Proprio nell’ambito di questa attività, il Nucleo Carabinieri Parco di Portoferraio ha avviato tre distinti procedimenti a seguito di segnalazioni pervenute alla centrale operativa della Compagnia locale, riguardanti episodi di combustione illecita di rifiuti urbani e speciali non pericolosi. Le circostanze sono state prontamente comunicate alla Procura della Repubblica di Livorno.
Il primo intervento è avvenuto in località Valdana, nel Comune di Portoferraio, dove i militari hanno sorpreso un soggetto intento a bruciare bancali di legno e materiali da imballaggio all’interno di un’area di cantiere. Un secondo episodio si è verificato, sempre a Portoferraio, in località Concia: qui è stato accertato l’abbruciamento di sacchetti e contenitori vuoti di carta e plastica, precedentemente utilizzati per materiali edili come calce e cemento. Infine, a Campo nell’Elba, in località Filetto, un privato è stato trovato mentre bruciava vari rifiuti – tra cui carta, bottiglie di plastica, barattoli in latta, vetro e altri materiali di imballaggio – anch’essi in un’area non autorizzata.

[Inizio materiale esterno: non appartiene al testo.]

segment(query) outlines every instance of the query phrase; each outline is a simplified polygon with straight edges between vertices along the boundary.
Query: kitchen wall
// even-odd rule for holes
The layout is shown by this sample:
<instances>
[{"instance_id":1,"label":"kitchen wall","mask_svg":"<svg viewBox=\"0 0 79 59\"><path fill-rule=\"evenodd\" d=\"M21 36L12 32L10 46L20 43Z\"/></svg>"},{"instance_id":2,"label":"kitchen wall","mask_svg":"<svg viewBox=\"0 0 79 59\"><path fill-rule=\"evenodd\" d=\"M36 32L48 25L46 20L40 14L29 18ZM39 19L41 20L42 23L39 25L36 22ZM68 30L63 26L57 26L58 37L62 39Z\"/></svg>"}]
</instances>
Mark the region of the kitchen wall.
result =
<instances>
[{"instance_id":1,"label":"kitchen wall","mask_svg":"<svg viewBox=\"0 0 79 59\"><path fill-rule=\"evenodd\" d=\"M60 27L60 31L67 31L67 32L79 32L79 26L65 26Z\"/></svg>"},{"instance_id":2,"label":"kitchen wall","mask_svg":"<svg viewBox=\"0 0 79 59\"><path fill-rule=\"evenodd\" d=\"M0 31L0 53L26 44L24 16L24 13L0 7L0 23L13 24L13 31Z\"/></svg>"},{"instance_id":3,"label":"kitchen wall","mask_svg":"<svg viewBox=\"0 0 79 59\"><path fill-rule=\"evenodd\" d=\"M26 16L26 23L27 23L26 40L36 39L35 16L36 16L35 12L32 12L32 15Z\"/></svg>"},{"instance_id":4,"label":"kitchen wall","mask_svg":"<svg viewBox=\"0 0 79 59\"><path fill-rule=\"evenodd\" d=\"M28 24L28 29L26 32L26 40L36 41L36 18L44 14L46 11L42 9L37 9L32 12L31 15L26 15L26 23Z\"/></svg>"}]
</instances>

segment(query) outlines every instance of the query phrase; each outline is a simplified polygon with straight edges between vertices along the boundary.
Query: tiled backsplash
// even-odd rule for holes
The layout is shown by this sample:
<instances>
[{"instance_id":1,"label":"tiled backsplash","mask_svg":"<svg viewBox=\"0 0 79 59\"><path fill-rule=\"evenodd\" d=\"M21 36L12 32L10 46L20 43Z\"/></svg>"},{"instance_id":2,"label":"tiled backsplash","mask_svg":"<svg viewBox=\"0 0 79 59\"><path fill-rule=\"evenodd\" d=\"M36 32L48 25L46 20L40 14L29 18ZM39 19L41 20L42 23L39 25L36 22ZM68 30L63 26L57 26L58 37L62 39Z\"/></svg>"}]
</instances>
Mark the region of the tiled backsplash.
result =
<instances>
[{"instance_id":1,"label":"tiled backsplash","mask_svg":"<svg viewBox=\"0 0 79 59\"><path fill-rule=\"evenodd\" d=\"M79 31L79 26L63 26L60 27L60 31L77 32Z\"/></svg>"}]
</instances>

In tutti e tre i casi, i Carabinieri Forestali hanno formalizzato le rispettive notizie di reato, ipotizzando la violazione della normativa in materia di combustione illecita di rifiuti non pericolosi. Le persone coinvolte risultano indagate per un reato di natura penale che prevede la reclusione da due a cinque anni. Trattandosi di un delitto, non è prevista la possibilità di estinzione tramite sanzione pecuniaria, e i procedimenti seguiranno il normale iter giudiziario.
I controlli sul territorio, resi ancora più stringenti in questa fase estiva caratterizzata da elevate temperature e rischio incendi, proseguiranno senza sosta, nell’ottica della prevenzione e della salvaguardia dell’ambiente e della salute pubblica.
Nel rispetto dei diritti delle persone coinvolte, si precisa che le stesse sono da considerarsi presunte innocenti fino a un’eventuale sentenza definitiva di condanna.